Beverley took a step back, rather impressed by the man’s subtle insult.

‘Touché,’ she said, before turning back to Pylyp and throwing herself upon him, like Elizabeth Taylor launching herself on Montgomery Clift when he agrees not to give her a frontal lobotomy in Suddenly, Last Summer. She would have liked to kiss him on the lips, but photographers were usually lurking around Heathrow in search of minor celebrities, not to mention members of the public with their smartphones, and she couldn’t take the risk. ‘Well, stay in touch,’ she said. ‘Call me every day. And enjoy the funeral. No, that’s not quite right, is it? One doesn’t enjoy a funeral. What should I say? Experience the funeral? Try not to let it upset you too much?’

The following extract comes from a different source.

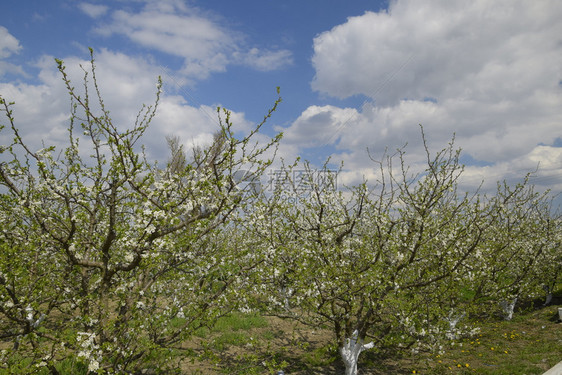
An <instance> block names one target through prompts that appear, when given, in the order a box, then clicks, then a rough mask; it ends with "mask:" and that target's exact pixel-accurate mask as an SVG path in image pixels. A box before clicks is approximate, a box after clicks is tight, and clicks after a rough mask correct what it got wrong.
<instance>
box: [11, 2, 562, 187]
mask: <svg viewBox="0 0 562 375" xmlns="http://www.w3.org/2000/svg"><path fill="white" fill-rule="evenodd" d="M2 15H3V16H2V17H1V19H0V94H1V95H2V96H3V97H5V98H6V99H8V100H13V101H15V102H16V106H15V108H14V114H15V116H16V121H17V124H18V126H19V127H20V128H21V130H22V134H23V135H24V137H26V139H28V140H29V142H31V143H33V142H35V143H36V144H37V147H40V143H39V140H43V141H44V142H45V143H47V144H60V143H62V142H64V140H65V137H66V133H65V127H66V125H68V116H69V101H68V98H67V96H66V94H65V90H64V86H63V84H62V82H61V80H60V75H59V74H58V72H57V70H56V64H55V62H54V58H55V57H56V58H61V59H63V60H64V61H65V64H66V66H67V69H68V72H69V74H70V76H71V77H72V78H73V79H74V80H75V82H76V85H78V84H79V80H80V78H81V74H82V73H81V70H80V67H79V65H80V64H81V63H82V64H84V63H85V61H86V60H87V59H88V47H92V48H93V49H94V50H95V57H96V61H97V67H98V77H99V83H100V86H101V90H102V93H103V95H104V98H105V101H106V105H107V106H108V107H109V109H110V110H111V113H112V115H113V118H114V121H115V122H116V123H119V124H120V126H130V125H131V124H132V122H134V118H135V116H136V113H137V111H138V110H139V109H140V107H141V105H142V104H143V103H146V104H150V103H151V102H152V101H153V99H154V92H155V83H156V80H157V77H158V76H162V78H163V80H164V94H163V97H162V101H161V104H160V108H159V112H158V115H157V117H156V118H155V121H154V123H153V126H152V128H151V129H150V134H149V136H148V137H147V139H146V142H145V143H146V145H147V148H148V150H149V152H150V153H151V156H153V157H154V158H156V159H159V160H165V159H166V158H167V150H166V143H165V136H166V135H178V136H180V137H181V139H182V140H183V141H184V142H185V143H186V145H188V146H189V145H192V144H201V143H205V142H208V141H209V140H210V139H211V135H212V133H213V132H214V131H215V130H216V129H217V120H216V112H215V108H216V106H223V107H226V108H228V109H230V110H231V111H233V119H234V121H235V123H236V126H237V129H238V130H239V131H240V132H244V131H247V130H248V129H250V128H251V127H252V125H253V124H255V123H257V122H259V121H261V119H262V118H263V115H264V114H265V113H266V111H267V109H268V108H269V107H270V106H271V105H272V103H273V102H274V100H275V99H276V92H275V88H276V87H277V86H280V87H281V95H282V97H283V103H282V105H281V106H280V107H279V110H278V111H277V112H276V114H275V115H274V116H273V118H272V119H271V121H270V122H269V123H268V126H267V127H266V128H265V129H264V135H263V136H262V137H263V138H266V137H267V136H271V135H273V134H275V132H278V131H283V132H284V134H285V136H284V139H283V141H282V145H281V148H280V152H279V154H280V155H281V156H283V157H284V158H286V159H288V160H291V159H292V158H294V157H296V156H297V155H300V156H302V157H303V158H305V159H308V160H310V161H312V162H313V163H316V164H321V163H322V162H323V161H324V160H325V159H326V158H327V157H328V156H331V157H332V161H334V163H337V162H338V161H340V160H343V161H344V163H345V173H344V174H342V176H341V179H342V182H343V183H355V182H359V181H360V180H361V179H362V176H367V177H371V178H373V177H374V171H375V168H374V165H373V163H372V162H371V161H370V160H369V157H368V155H367V152H366V150H367V149H369V151H370V153H371V155H375V156H379V155H380V156H382V154H383V152H384V150H385V149H386V148H388V149H389V150H394V149H396V148H397V147H400V146H403V145H404V144H406V143H407V144H408V146H407V149H406V150H407V152H408V161H409V163H411V164H412V165H414V166H415V165H417V163H421V162H423V160H424V157H425V156H424V154H423V148H422V143H421V139H420V128H419V124H422V125H423V127H424V132H425V134H426V136H427V139H428V144H429V147H430V148H431V149H432V151H437V150H439V149H441V148H443V147H445V146H446V145H447V142H448V141H449V140H450V139H451V137H452V136H453V134H455V136H456V145H457V146H458V147H461V148H462V149H463V159H462V160H463V162H464V163H466V165H467V168H466V171H465V179H464V180H463V184H464V186H466V187H467V188H471V187H473V188H474V187H476V186H478V185H479V184H480V183H481V181H484V185H483V186H484V188H485V189H487V188H489V187H493V186H495V183H496V181H498V180H503V179H507V180H508V181H517V180H518V179H521V178H522V177H523V176H524V175H525V173H527V172H529V171H532V170H535V169H537V168H538V170H537V172H536V173H535V177H534V178H533V180H532V181H533V182H534V183H535V184H537V185H538V186H540V187H543V188H551V189H552V191H553V192H554V193H560V192H562V22H561V21H560V20H561V19H562V2H560V1H558V0H538V1H527V0H520V1H518V0H494V1H489V0H474V1H468V0H467V1H464V0H458V1H457V0H454V1H450V0H395V1H383V0H379V1H376V0H370V1H369V0H353V1H342V0H283V1H273V0H240V1H231V0H205V1H203V0H184V1H182V0H164V1H162V0H130V1H127V0H120V1H94V0H92V1H89V2H80V1H70V0H57V1H48V2H47V1H43V0H26V1H18V2H16V1H10V2H5V4H4V5H3V7H2ZM2 122H4V120H2ZM0 141H1V142H2V143H4V142H6V138H4V137H3V135H2V134H0Z"/></svg>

Pylyp smiled and ran his fingers along her cheek, causing her to purr like a cat. ‘One week,’ he said. ‘Then I will be back. And I will bring my big Ukrainian dick with me.’

‘I thought you were leaving that behind in London?’ she asked, regretting the remark immediately, for he looked utterly confused. ‘Never mind,’ she said. ‘Bad joke. I’ve got the tortoise. I suppose he’ll have to do for now.’